Adams Carroll (News Intern)

thanks for the tip a.O.

Anyone else have ideas of bike/transportation -related things I should watch for?


Maus…take your particle mask..the air quality there is 100% atrocious…brown sky.
if you fly into the city during the day you’ll see it out the plane window….
other than that..have a good time.
take a flight or bus ride over to Puerto Vallarta if you have time…then either head north up the coast to Sayulita or take a water ferry down to Yelapa..
nice days trips.


very cool. have fun on your trip talking about bikes.


a.O you got the spelling right. The beauty of Spanish. If you can say it correctly you can spell it correctly. Good Luck and remember the police in the brown shirts are okay to question, but not the ones in the blue shirts or you’ll end up like Rev. Phil 😉


Well GDL is a nice city and its nice and warm here now. You will note that there is a very different biking culture here as car drives will run you off the road. Currently the downtown historical area is all torn up as they are replacing road pavement and sidewalks. (no new bike lanes are being put in thou….) There is one stretch of bike lanes along Ave Federalismo. You will note if you see it that is raised to the level of the sidewalk so that cars will not park in it and drivers will not run you off the road. It’s a shame more people don’t use it. But it does not lead anywhere and it is not connected to a bike path network. Hopefully you can have some input and influence with that. Another problem is the culture. People who have cars are considered “affluent” and therefore like to drive their cars. As a general rule only poorer people actually use bikes as a means of transportation. If you are here on a Sunday you will see many many people on bikes on Ave Juarez as the street is closed to automobile traffic, lots of people have bikes but only uses them Sunday mornings. See Utube via recreativa. Enjoy your trip and enjoy Guadalajara !

Jesus Carlos

It’s spelled “topes”, the “tope” is famous here in México, all the description is correct!

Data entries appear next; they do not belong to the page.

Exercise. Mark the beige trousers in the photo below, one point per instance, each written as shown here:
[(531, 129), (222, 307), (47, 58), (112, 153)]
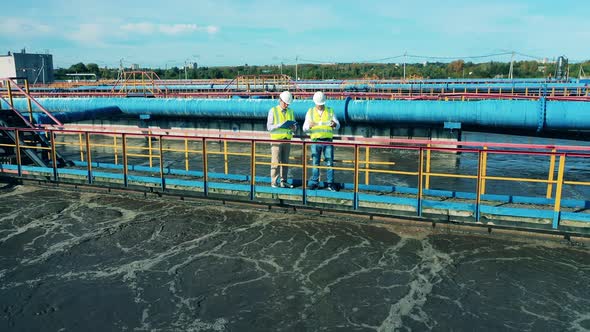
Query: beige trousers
[(280, 155)]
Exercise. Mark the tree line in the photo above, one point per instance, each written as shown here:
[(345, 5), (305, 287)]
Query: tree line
[(427, 70)]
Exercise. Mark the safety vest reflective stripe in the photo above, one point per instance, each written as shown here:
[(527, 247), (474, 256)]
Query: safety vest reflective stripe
[(279, 117), (322, 128)]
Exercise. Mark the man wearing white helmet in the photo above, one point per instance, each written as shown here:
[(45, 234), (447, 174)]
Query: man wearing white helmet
[(281, 124), (320, 122)]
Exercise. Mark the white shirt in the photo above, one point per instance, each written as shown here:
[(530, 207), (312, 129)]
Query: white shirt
[(308, 119), (270, 120)]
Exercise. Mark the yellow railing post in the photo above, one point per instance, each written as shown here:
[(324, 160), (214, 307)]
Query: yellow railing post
[(484, 168), (115, 149), (550, 176), (88, 158), (420, 180), (150, 148), (252, 168), (80, 144), (186, 154), (427, 177), (29, 101), (18, 155), (125, 162), (53, 155), (480, 165), (367, 158), (355, 203), (558, 191), (225, 159), (161, 151), (205, 167), (9, 90)]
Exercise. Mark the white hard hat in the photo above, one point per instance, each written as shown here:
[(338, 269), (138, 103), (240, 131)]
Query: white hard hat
[(286, 97), (319, 98)]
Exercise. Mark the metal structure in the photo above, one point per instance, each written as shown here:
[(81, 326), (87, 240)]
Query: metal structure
[(251, 83), (139, 83), (534, 115), (121, 163), (11, 141)]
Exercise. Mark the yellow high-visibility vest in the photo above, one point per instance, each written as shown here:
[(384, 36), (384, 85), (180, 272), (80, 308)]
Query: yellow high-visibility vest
[(279, 117), (322, 127)]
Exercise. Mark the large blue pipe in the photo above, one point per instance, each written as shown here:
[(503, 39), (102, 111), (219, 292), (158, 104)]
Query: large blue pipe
[(523, 114)]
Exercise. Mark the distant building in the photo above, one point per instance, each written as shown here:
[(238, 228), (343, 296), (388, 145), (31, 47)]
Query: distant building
[(37, 68)]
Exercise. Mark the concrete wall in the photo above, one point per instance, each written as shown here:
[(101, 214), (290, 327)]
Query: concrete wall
[(37, 68), (29, 65), (7, 68)]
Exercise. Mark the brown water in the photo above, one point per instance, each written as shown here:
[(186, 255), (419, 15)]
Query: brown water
[(80, 261)]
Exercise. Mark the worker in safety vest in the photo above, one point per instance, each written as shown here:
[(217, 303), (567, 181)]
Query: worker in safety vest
[(281, 124), (320, 123)]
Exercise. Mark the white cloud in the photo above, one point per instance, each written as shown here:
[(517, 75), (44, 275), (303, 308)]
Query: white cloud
[(144, 27), (89, 33), (175, 29), (23, 27), (167, 29)]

I’m that guy with the bike t-shirt at the Portland conference last summer (i’m member of Ciudad para Todos wich is also member of the Carfree network), and I live in Guadalajara, so feel free to mail me for info about places to visit (if you like the beach i recomend Michoacan, 4 hrs from city), and if you need a bike, or to meet the bike groups here, the bike rides, etc.



I haven’t been to Guadalajara in many, many years, but last I remember, drivers don’t obey traffic signals and as a cyclist you really put your life on the line to ride. Hence why topes were even put in place. Not to mention I never saw any bike lanes. But this was 15 years ago, and many things have changed I’m sure. It’s a big city–I believe it’s one of the top five in Mexico–so all the rules that apply to big cities, apply here. Be aware and don’t be flashy. Should be fun.

Jeff Bernards
Jeff Bernards

I have about 20 bike light sets left over from my participation in “Get Lit”, if you want to take some down and pass out. Let me know


Have a fun, Safe, and Productive Time!

Chris B
Chris B

Jonathan, if you want a little more beta drop me a line. I lived in GUAD for a semester and was there recently for a bike/ped conference-meeting-thingy.

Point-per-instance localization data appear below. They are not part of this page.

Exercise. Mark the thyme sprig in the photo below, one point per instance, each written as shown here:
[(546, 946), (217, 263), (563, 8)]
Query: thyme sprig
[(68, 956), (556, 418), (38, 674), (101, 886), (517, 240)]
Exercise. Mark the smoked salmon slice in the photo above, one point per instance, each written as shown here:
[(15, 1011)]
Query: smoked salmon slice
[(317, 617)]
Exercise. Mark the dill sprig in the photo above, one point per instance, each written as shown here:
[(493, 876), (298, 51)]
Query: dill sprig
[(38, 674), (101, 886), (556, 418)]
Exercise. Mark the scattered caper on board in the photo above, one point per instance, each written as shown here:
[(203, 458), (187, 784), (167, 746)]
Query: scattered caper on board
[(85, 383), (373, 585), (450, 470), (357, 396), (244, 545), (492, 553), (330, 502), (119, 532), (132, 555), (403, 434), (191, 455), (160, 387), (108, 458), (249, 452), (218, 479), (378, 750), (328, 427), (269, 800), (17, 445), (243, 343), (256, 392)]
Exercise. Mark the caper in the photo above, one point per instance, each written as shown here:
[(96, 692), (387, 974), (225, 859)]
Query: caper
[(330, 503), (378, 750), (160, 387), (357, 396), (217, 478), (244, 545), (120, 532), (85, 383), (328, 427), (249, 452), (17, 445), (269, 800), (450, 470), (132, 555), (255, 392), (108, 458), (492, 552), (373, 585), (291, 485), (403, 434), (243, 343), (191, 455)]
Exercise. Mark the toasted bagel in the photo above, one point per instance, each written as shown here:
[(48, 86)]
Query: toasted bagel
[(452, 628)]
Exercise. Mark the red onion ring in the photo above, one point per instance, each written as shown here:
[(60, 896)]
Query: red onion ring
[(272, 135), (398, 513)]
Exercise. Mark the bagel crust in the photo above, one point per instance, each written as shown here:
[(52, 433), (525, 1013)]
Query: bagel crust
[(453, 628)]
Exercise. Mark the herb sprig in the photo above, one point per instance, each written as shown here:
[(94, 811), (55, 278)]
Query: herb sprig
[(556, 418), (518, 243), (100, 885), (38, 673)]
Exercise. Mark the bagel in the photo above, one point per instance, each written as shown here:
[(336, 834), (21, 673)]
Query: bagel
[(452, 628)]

GUAD is an amazing, beautiful city and la gente are stunningly friendly. Have a great time and be prepared to skip a lot of sleep.

Erik Ryberg

Hey Jonathan,

I spent two weeks in Mexico City last December/January, and bought a bicycle while there. I recommend you take or buy a bike and ride it around. It was a lot less frightening than I thought it would be, and a great way to see the city. Also, Mexico City has made very expensive and serious efforts to accommodate bicyclists, including a massive street-closure every month for bicycling, and a not-quite-as-massive one every week right through downtown. Thousands of people take advantage of this and the city rents bikes for free, including hundreds if not thousands of kids bikes. You can check it all out at my website, http://www.tucsonbikelawyer.com, where I reported nearly every day at the end of January from Mexico. Have fun!

Adams Carroll (News Intern)

thanks everyone for your tips and offers. I’m looking forward to getting down there.

unfortunately my plane leaves on Sunday morning so, unless I can change it to a later flight, I will miss the via recreativa.